Serpil İskenderoğlu (born July 15, 1982) is a Turkish handballer in the field player position. She is a member of the Turkish national team.

She began playing handball at an early age in 1997 at the T.M.O. SK in Ankara. During her university years, İskenderoğlu was a member of the Anadolu Üniversitesi GSK between 2003 and 2006. Then, the German club 1. FC Nürnberg transferred her for one season in 2006–2007. After returning home, she played for Üsküdar Bld. SK in Istanbul before she transferred to İzmir Büyükşehir Belediyespor. Three seasons later in 2011–2012, she joined the Muratpaşa Bld. SK in Antalya. In July 2015, she was transferred by Kastamonu Bld. GSK for the 2015–16 season.

== Honours ==
=== Club ===
- Turkish Women's Handball Super League
- T.M.O. SK
 Champions (1): 2001–2002.

- Anadolu Üniversitesi GSK
 Runners-up (2): 2003–04, 2004–05,
 Third places (1): 2005–06.

- İzmir Büyükşehir rld. GSK
 Runners-up (1): 2010–11.

- Muratpaşa Bld. SK
 Champions (1): 2011–12.

- Kastamonu Bld.
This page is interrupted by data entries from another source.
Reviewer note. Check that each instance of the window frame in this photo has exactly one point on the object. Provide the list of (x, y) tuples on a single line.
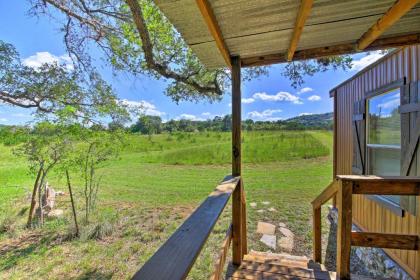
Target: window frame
[(383, 200)]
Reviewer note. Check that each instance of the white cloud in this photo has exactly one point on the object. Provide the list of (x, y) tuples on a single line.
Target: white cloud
[(264, 114), (280, 96), (19, 115), (359, 64), (314, 98), (304, 90), (248, 100), (189, 117), (142, 107), (37, 60)]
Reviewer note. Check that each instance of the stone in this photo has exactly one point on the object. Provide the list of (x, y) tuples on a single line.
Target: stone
[(55, 213), (286, 244), (286, 232), (269, 241), (266, 228)]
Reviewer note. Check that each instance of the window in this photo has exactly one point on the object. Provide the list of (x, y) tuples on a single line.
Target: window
[(384, 136)]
GSK
 Champions (5): 2016–17, 2018–19, 2020–21, 2021–22, 2022–23.
 Runners-up (1) :2017–18.

- Women's Handball Turkish Cup
- Anadolu Üniversitesi GSK
Champions (1): 2004–05
 Runners-up (1): 2003–04.

=== International ===
She was the member of the national team that won the silver medal at the 2009 Mediterranean Games in Pescara, Italy.

İskenderoğlu became the second most scorer player with 45 goals in six matches at the Group 4 2012 European Women's Handball Championship qualification.

In 2017, she won the silver medal with the national team at the Islamic Solidarity Games in Baku, Azerbaycan.